Disappearing buyers spur UK property brokers to close outlets

Business Tuesday 21/March/2017 14:50 PM
By: Times News Service
Disappearing buyers spur UK property brokers to close outlets

London: Britain’s largest property brokers are cutting jobs, closing branches and raising capital even as homes sell for record amounts. While some companies have blamed Brexit and tax hikes for a drop in transactions, high values have put off many other buyers.
Demand for housing dropped to a six-month low in February, according to the Royal Institution of Chartered Surveyors. The widening gap between home values and wages means brokers including Countrywide and Foxtons Group are closing fewer deals while being undercut on fees by online companies.
"It’s handy to blame this downturn on Brexit and property tax changes, but prices were overstretched relative to incomes prior to these changes,” JPMorgan Chase analyst Tim Leckie said by phone.
UK property values have been rising for five years after the government stoked demand by introducing programmes such as Help to Buy. Prices for first-time buyers reached 5.3 times average earnings in the final quarter of 2016, just short of the 5.4 times ratio at the market’s peak in 2007, according to Nationwide Building Society. In London, the ratio was 10.1 times earnings at the end of last year, down from 10.3 in the third quarter — the highest since at least 1983.
Countrywide, the country’s largest broker, shuttered 200 branches last year, while LSL Property Services Plc cut 21 outlets in the six months through December. The real estate industry as a whole lost 6,000 jobs in the past three quarters, according to Office for National Statistics data published last month.
No catalyst
"We can’t see a catalyst for the market improving,” Countrywide Chief Executive Officer Alison Platt said on a March 9 call with reporters. The London-based company raised about 38 million pounds ($47 million) in a share sale earlier this month, which it plans to use to cut debt and improve its digital operation.
Foxtons, a London-focused broker, has fallen almost 44 per cent in London trading since Britain voted on June 23 to leave the European Union.

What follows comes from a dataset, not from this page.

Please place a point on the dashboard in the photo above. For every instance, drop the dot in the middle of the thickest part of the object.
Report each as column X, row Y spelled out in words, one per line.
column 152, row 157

Pretax profit fell 54 per cent to 18.8 million pounds last year as property sales dropped by more than a quarter, the company announced on March 8.
In January, brokerage outlets had an average of 425 prospective buyers on their books and 38 properties for sale, according to a survey of members published by NAEA Propertymark, a lobby group for estate agents. On average, each branch completed eight deals during the month, unchanged from a year earlier, the report showed.
Unrealistic expectations
"The main reason estate agents are having a hard time is due to a shortage of stock to sell and we suspect that with respect to the stock they do have, the sellers price expectations are unrealistic,” Anthony Codling, an analyst at Jefferies International, said by phone.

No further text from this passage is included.